In 2017 in Finland, approximately 1,843 tons of food aid was delivered by initiatives financed by the Fund for European Aid to the Most Deprived (FEAD) alone. Nationally, the FEAD's operational programme is focused exclusively on combating food poverty. It works to distribute food aid to the most deprived people throughout the country using 650 distribution centres run by partner organisations. These are usually parishes, faith-based organisations (FBOs) or nongovernmental organisations (NGOs). Altogether, 271,723 food parcels and 55,754 meals were provided to recipients within the year. However, it is estimated that only 23 per cent of all food distributed by partner organisations is funded by the FEAD. Donations are another source of food, and some partner organisations also buy food for distribution using their own resources. There are no upto-date official statistics on the use of charitable food aid in Finland. According to the FEAD's partner organisations, out of Finland's population of 5.5 million, 284,352 people received food assistance at least once during 2017 (Mavi, 2018). Furthermore, based on an extensive survey conducted as part of the hard-to-survey-populations strategy during 2012/13, it is estimated that over 22,000 people have been turning to charitable food assistance every week (Ohisalo, 2014: 40; 2017: 51).
These figures prove that there is a need for charitable food aid in Finland. According to earlier research, the primary reason for this need is income poverty (Riches and Silvasti, 2014). Where people lack sufficient earned income to provide a decent standard of living, they are entitled to social security. However, the European Committee of Social Rights has repeatedly criticised the minimum level of basic social security benefits in Finland. In particular, the labour market subsidy, sick leave allowance and income assistance have been highlighted as being too low to provide an adequate standard of living (European Social Charter, 2018).

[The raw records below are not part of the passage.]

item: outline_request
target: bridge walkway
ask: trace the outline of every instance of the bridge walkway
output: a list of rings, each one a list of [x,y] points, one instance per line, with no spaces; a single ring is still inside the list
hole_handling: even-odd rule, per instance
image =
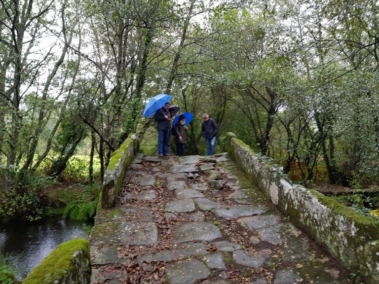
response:
[[[350,283],[226,154],[139,154],[96,225],[94,284]]]

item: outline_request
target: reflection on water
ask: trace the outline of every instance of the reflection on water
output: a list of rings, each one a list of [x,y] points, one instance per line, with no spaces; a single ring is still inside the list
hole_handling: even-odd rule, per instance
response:
[[[17,279],[22,280],[62,243],[86,239],[85,227],[92,225],[57,218],[38,222],[0,223],[0,253],[9,254],[8,262]]]

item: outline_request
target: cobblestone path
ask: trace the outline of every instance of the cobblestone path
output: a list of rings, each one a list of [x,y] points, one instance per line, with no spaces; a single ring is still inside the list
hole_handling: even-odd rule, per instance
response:
[[[139,154],[95,225],[93,284],[353,283],[225,155]]]

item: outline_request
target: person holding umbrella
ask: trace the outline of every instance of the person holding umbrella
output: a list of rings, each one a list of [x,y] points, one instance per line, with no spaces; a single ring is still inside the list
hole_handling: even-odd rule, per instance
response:
[[[157,124],[158,130],[158,156],[170,156],[168,153],[168,143],[170,139],[170,131],[171,119],[169,109],[171,104],[168,102],[160,108],[157,109],[154,118]]]
[[[175,137],[176,144],[176,153],[178,156],[184,156],[184,151],[186,143],[187,142],[187,134],[188,127],[186,126],[186,117],[183,114],[179,115],[178,120],[174,125],[173,132]]]

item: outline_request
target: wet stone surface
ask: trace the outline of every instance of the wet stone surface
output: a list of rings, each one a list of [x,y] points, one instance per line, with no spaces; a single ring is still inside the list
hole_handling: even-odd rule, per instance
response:
[[[209,274],[206,266],[196,260],[172,263],[166,268],[170,284],[191,284],[197,280],[206,279]]]
[[[190,198],[174,200],[166,204],[166,210],[169,212],[193,212],[195,209],[195,204]]]
[[[257,204],[249,206],[237,206],[217,208],[215,209],[213,212],[217,217],[231,218],[242,217],[242,216],[263,214],[269,211],[270,209],[266,206]]]
[[[202,222],[181,225],[173,234],[174,243],[200,241],[211,242],[221,237],[220,229],[212,224]]]
[[[91,284],[355,284],[225,154],[134,161],[97,213]]]

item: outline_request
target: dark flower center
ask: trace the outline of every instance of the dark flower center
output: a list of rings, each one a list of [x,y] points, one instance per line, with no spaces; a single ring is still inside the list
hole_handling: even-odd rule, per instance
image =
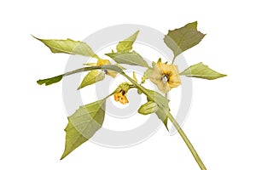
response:
[[[163,75],[162,81],[164,83],[166,83],[169,81],[169,76],[167,75]]]

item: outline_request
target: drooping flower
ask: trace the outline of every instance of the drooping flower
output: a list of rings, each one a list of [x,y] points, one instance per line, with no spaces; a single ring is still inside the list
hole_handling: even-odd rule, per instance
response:
[[[125,105],[129,103],[129,100],[126,98],[126,94],[131,88],[131,86],[128,82],[121,83],[116,89],[115,94],[113,94],[114,100],[119,101],[121,104]]]
[[[111,63],[108,60],[98,59],[97,63],[86,63],[85,65],[89,65],[91,66],[101,66],[101,65],[111,65]],[[103,70],[103,71],[105,72],[105,74],[107,74],[113,78],[117,75],[117,72],[115,72],[113,71]]]
[[[127,103],[129,103],[126,95],[125,95],[125,92],[124,90],[121,90],[119,93],[116,93],[114,95],[114,100],[115,101],[119,101],[121,104],[125,105]]]
[[[160,61],[154,65],[149,79],[164,94],[172,88],[178,87],[181,83],[177,65],[167,65]]]

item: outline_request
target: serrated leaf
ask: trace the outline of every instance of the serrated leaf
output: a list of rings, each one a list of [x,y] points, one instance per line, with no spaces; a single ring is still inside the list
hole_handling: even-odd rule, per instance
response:
[[[158,105],[154,101],[148,101],[144,105],[141,105],[138,109],[138,113],[143,115],[148,115],[151,113],[155,113],[158,110]]]
[[[210,69],[208,65],[204,65],[202,62],[189,66],[179,75],[207,80],[214,80],[227,76]]]
[[[90,71],[83,79],[80,86],[78,88],[81,89],[85,86],[94,84],[97,82],[100,82],[105,78],[105,74],[102,71]]]
[[[198,44],[205,34],[197,31],[197,22],[189,23],[183,27],[170,30],[165,36],[165,43],[173,51],[174,57]]]
[[[119,42],[116,46],[118,52],[129,52],[132,49],[132,44],[134,43],[139,31],[137,31],[133,35],[127,37],[126,39]]]
[[[62,77],[63,77],[63,75],[60,75],[60,76],[51,77],[51,78],[38,80],[37,82],[39,85],[45,84],[45,86],[48,86],[48,85],[60,82],[62,79]]]
[[[98,59],[98,56],[93,52],[90,47],[80,41],[73,41],[72,39],[59,40],[59,39],[40,39],[36,37],[34,38],[44,43],[52,53],[65,53],[70,54],[79,54],[83,56],[94,57]]]
[[[68,117],[68,124],[65,128],[65,150],[61,160],[86,142],[102,128],[105,116],[105,105],[106,100],[102,99],[80,106]]]
[[[110,53],[110,54],[106,54],[106,55],[112,58],[115,62],[119,64],[126,64],[126,65],[148,67],[148,63],[143,60],[143,58],[135,51]]]
[[[163,122],[166,129],[169,130],[167,127],[167,123],[168,123],[168,117],[166,116],[167,112],[166,110],[170,110],[168,106],[169,100],[166,100],[166,99],[158,92],[155,92],[154,90],[149,90],[149,89],[146,89],[146,90],[148,91],[148,95],[150,95],[150,97],[154,99],[153,101],[154,103],[156,103],[157,105],[161,105],[161,107],[159,107],[155,114],[157,115],[158,118]],[[152,101],[148,99],[148,101]],[[161,108],[165,108],[165,109],[163,110]]]

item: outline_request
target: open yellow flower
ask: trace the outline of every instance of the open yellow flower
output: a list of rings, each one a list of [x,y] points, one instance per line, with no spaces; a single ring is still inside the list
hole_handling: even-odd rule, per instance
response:
[[[181,83],[177,65],[167,65],[160,61],[153,66],[149,79],[164,94],[172,88],[178,87]]]
[[[98,59],[97,63],[86,63],[85,65],[89,65],[91,66],[101,66],[101,65],[111,65],[110,61],[108,60],[102,60],[102,59]],[[103,70],[103,71],[105,72],[105,74],[112,76],[112,77],[115,77],[117,75],[117,72],[113,71],[107,71],[107,70]]]
[[[127,98],[126,98],[126,94],[128,90],[131,88],[131,86],[129,82],[123,82],[121,83],[114,91],[114,100],[115,101],[119,101],[121,104],[125,105],[129,103]]]
[[[125,91],[121,90],[119,93],[116,93],[114,95],[114,100],[115,101],[119,101],[121,104],[125,105],[127,103],[129,103],[126,95],[125,95]]]

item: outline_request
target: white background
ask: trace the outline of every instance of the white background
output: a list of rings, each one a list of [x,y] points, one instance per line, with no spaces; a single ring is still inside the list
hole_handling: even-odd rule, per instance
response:
[[[227,77],[195,79],[183,130],[211,170],[255,169],[255,6],[253,1],[2,1],[0,169],[199,169],[178,135],[162,127],[131,148],[86,143],[63,161],[67,123],[61,83],[38,78],[61,73],[68,55],[52,54],[30,34],[81,40],[117,24],[164,33],[198,20],[207,33],[184,53]]]

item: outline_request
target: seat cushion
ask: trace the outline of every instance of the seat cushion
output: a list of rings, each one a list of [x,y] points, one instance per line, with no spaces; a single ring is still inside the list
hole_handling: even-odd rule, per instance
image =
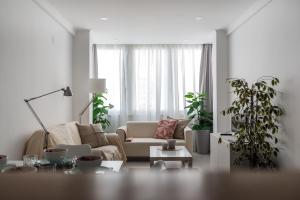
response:
[[[173,138],[176,126],[177,126],[177,120],[174,119],[160,120],[155,130],[154,137],[159,139],[171,139]]]
[[[158,122],[129,121],[127,122],[127,137],[153,137]]]
[[[66,124],[59,124],[50,127],[48,130],[50,132],[50,137],[53,140],[54,144],[76,144],[76,141],[74,141],[72,137],[72,132],[67,128]]]
[[[81,125],[76,124],[82,144],[89,144],[92,148],[108,145],[100,124]]]
[[[122,160],[122,155],[115,145],[106,145],[92,149],[92,154],[103,157],[104,160]]]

It may be claimed that in monetary terms, as well as numbers of recipients of charitable food aid, the phenomenon is a minor factor in undermining the foundations of the Nordic welfare regime compared, for example, to an increasingly unequal public health-care system. However, in a wealthy country such as Finland, satisfying the basic human need for food and nutrition should be regarded as a matter of social principle. Furthermore, if we accept the argument that the problem is insignificant, it could be claimed that it is surely trivial enough to easily be solved.